Our Review by Campbell Bird on March 24th, 2017
Rating: starstarstarstarstar :: TERRIFIC TYPOGRAPHY
Share This:

This word game is so well-designed that it raises the bar for what word games should be.

Developer: Zach Gage

Price: Free
Version: 1.0.1
App Reviewed on: iPhone SE

Graphics/Sound Rating: starstarstarstarhalfstar
User Interface Rating: starstarstarstarstar
Gameplay Rating: starstarstarstarhalfstar
Replay Value Rating: starstarstarstarstar

Overall Rating: starstarstarstarstar

Zach Gage is sort of a household name in mobile games at this point. He's responsible for great titles like Sage Solitaire, SpellTower, and Ridiculous Fishing. Typeshift is Zach Gage's latest release, and it's a game about making words by arranging letters. It's not particularly complicated, but this simple premise is flawlessly executed across a few different game types, making it a must-have on your phone.

Word wrangling

In Typeshift, you are given word puzzles involving a set number of letters per word. In each letter slot is a column of letters that you can slide up and down. Your goal is to slide the columns of letters into place along a center line to create a word. It's really as simple as that.

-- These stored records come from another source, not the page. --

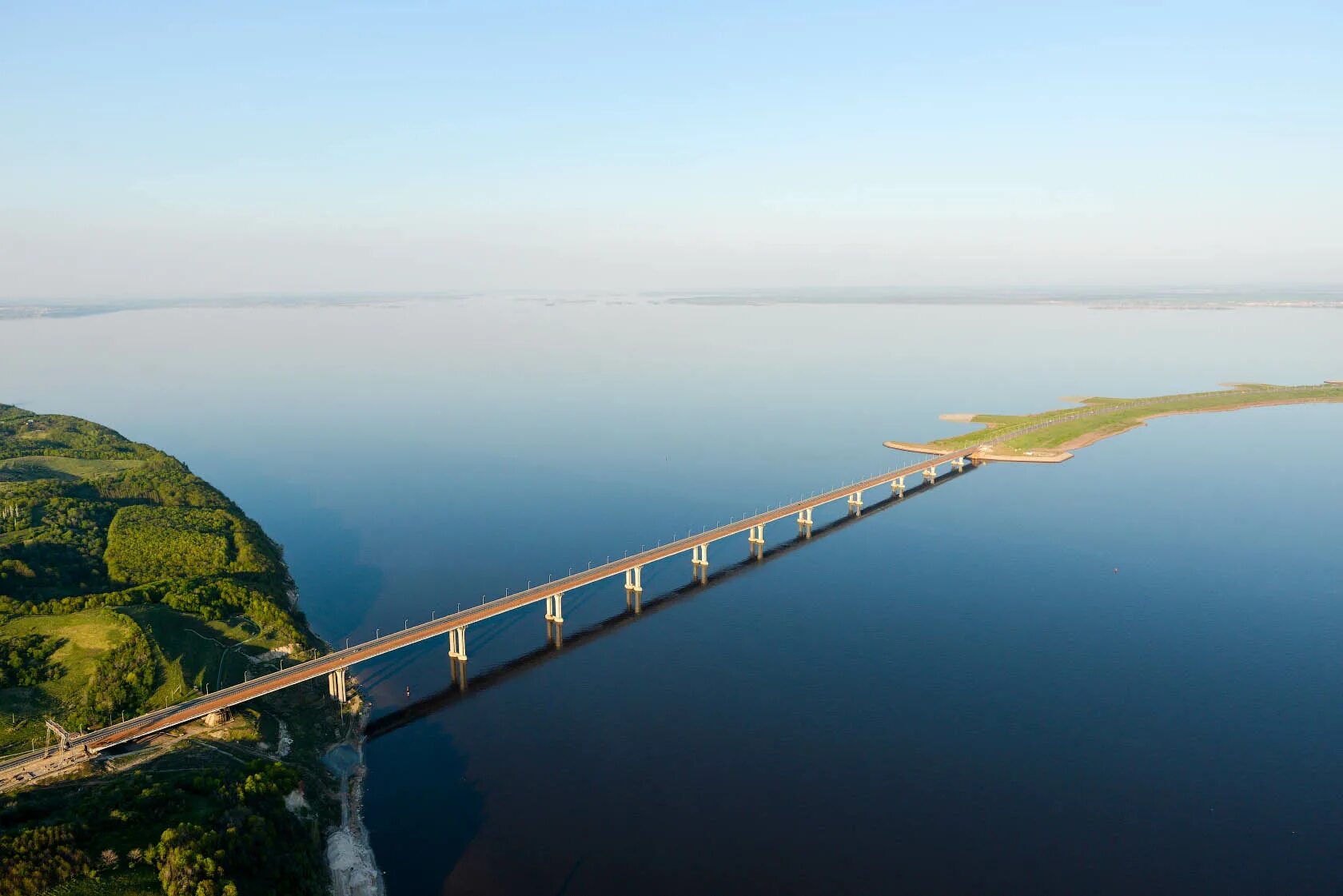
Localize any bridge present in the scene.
[0,400,1112,790]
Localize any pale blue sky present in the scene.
[0,0,1343,300]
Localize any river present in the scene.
[0,297,1343,896]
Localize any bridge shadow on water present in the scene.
[364,466,975,740]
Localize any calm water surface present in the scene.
[0,301,1343,896]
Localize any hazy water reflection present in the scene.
[0,302,1343,894]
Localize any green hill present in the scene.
[0,404,341,894]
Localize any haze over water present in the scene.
[0,300,1343,894]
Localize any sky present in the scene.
[0,0,1343,301]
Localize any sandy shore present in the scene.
[1058,397,1337,452]
[326,704,387,896]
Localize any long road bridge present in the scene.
[0,408,1112,790]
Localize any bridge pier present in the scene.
[326,669,349,703]
[447,626,466,663]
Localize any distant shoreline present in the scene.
[0,288,1343,322]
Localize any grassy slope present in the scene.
[0,404,338,896]
[932,384,1343,452]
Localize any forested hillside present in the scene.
[0,404,340,896]
[0,404,309,645]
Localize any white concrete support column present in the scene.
[326,669,346,703]
[447,626,466,663]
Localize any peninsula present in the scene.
[885,380,1343,464]
[0,404,361,896]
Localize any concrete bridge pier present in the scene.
[326,669,348,703]
[447,626,466,663]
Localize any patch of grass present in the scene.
[0,454,144,484]
[0,608,134,752]
[117,604,285,707]
[934,384,1343,452]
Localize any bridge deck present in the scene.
[0,446,979,775]
[0,392,1198,786]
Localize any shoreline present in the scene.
[1058,397,1337,452]
[325,701,387,896]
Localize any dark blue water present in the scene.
[4,304,1343,894]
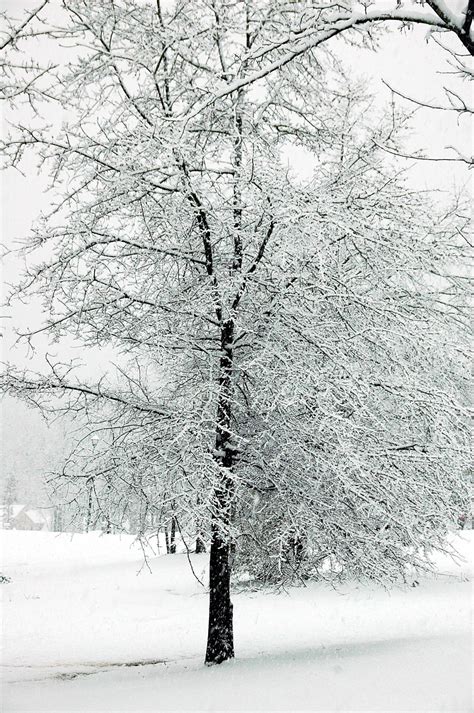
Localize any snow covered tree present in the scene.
[3,0,468,663]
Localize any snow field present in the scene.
[1,531,473,713]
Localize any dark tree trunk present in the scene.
[170,516,176,555]
[205,319,235,665]
[206,524,234,665]
[194,535,206,555]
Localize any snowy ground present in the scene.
[0,531,473,713]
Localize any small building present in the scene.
[9,503,52,531]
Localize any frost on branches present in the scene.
[3,0,468,663]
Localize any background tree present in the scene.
[0,0,468,663]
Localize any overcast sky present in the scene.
[1,0,472,500]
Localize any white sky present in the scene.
[0,0,472,496]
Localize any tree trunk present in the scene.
[206,523,234,665]
[170,515,176,555]
[205,319,235,665]
[194,535,206,555]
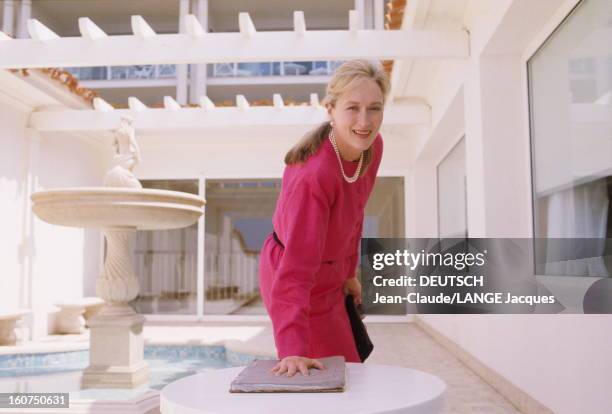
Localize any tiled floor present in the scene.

Most of Typeshift's puzzles are some variation on getting you to find multiple words within a set of columns, albeit in different ways. Some puzzles–like the game's Daily Challenge–simply ask you to make a word using each letter in each column at least once. Then there's Clue Puzzles, which feel like a new version of a crossword puzzle. In Clue Puzzles, you're given a list of clues for words to make that you have to slide to make and then tap on the corresponding clue to submit your answer. Between the two modes, the Clue Puzzles are my favorite, though both modes are super fun.

Simply brilliant

Typeshift's simplicity and elegance makes it seem like a game someone must have made before. Designing games around finding and making words has been a thing since well before video games, after all. In recent years though, most of these games have focused on competitive elements, where there are specific win and lose conditions on puzzles. Typeshift ditches these mechanics in favor of an experience that really lets you play with words without worrying about being punished.

As a result, you don't need to be a wordsmith to play Typeshift. The game gives players freedom to experiment and learn about words as they try to solve puzzles. Whenever you create a new and unfamiliar word in Typeshift, you can double-tap on it to pull up a definition right there in the game. It's a neat addition that makes discovering new words an actual educational moment.

Perfect puzzling

The real thing that makes Typeshift such a joy to play is how well-made it is. The game is littered with amazing little design touches–like the blocking out of letters when you can no longer make words with them–that make the whole experience feel completely natural.

Some of Typeshift's polish is somewhat compromised in its purely free-to-play form as it does serve ads between rounds if you have not paid for the game. Thankfully though, the ads disappear as soon as you make any in-app purchase, whether that's new puzzle packs or more hints.

The bottom line

Typeshift is an incredible package because of how sleek its puzzle formula is. It's not a mechanically dense game, and its puzzles are simple variants on word games that have come before it. That said, the way these puzzles are designed and presented makes Typeshift not only a fantastic word game, but the only word game I ever want to play.